For the record — I didn’t always hate Trump. I never cared about him enough to think much about him except as an occasional guest on the Howard Stern show. I started disliking Trump — maybe even hating him — after I heard him say — on the air (with my own ears) how, if his daughter Ivanka wasn’t his daughter, he’d be dating her.
I started thinking differently about Donald Trump that day. I started thinking “this is a terrible man, a terrible father”.
That wasn’t a political reaction, it was a moral reaction to something I find, frankly repugnant. I find it immoral. I find it evil, frankly — because it touches on something that happened to me.
More on THE BANALITY OF EVIL…
Strip all politics out of Mary L Trump, PhD’s surprising book “Too Much And Never Enough: How My Family Created The World’s Most Dangerous Man” and you get a picture of the most banal evil — Donald Trump screwing his own family — his own brother — out of sheer greed.
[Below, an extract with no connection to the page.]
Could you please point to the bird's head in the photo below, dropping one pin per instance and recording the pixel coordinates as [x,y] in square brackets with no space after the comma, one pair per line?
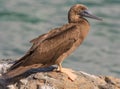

Just before he died in June 1999 — already deep into dementia — Fred Trump, Sr. (Donald Trump’s father and Mary Trump’s grandfather) changed his will — cutting out Fred, Jr. and Fred Jr’s entire family. We now know why: because Donald Trump had coerced his ailing father into putting virtually the entire family fortune into Donald’s hands. Donald Trump was already deeply in debt.
The picture Mary Trump paints of her grandfather is a portrait of evil. Banal evil. Evil born of greed and zero humanity. That evil, Mary Trump writes, flowed into Donald (and other parts of her family).
Fred Trump, Jr had resisted being part of the family business. He loved flying and (over his father’s wishes) became a pilot for TWA. But Fred Sr’s hold was unbearable. Knowing his father called him a “bus driver in the sky”, Fred Jr drank heavily. His drinking cost him the job he loved. It was a vicious circle.
Even when he returned to the fold of the family business, Fred Jr was ostracized. He’d stepped outside the “law” his father had laid down. Fred Sr was especially incensed at his son for joining the Air Force National Guard. Risking one’s life for other people was not something Trump’s did.
Lying & cheating were what one did.
Fred, Jr. died in 1981, broken and depressed. From the moment that happened, Donald Trump began to plot against Fred, Jr’s family much as he had plotted against his brother. Whatever inclination Fred, Sr might have had to forgive his oldest son, Donald fought. He fed Fred, Sr lies about Fred, Jr.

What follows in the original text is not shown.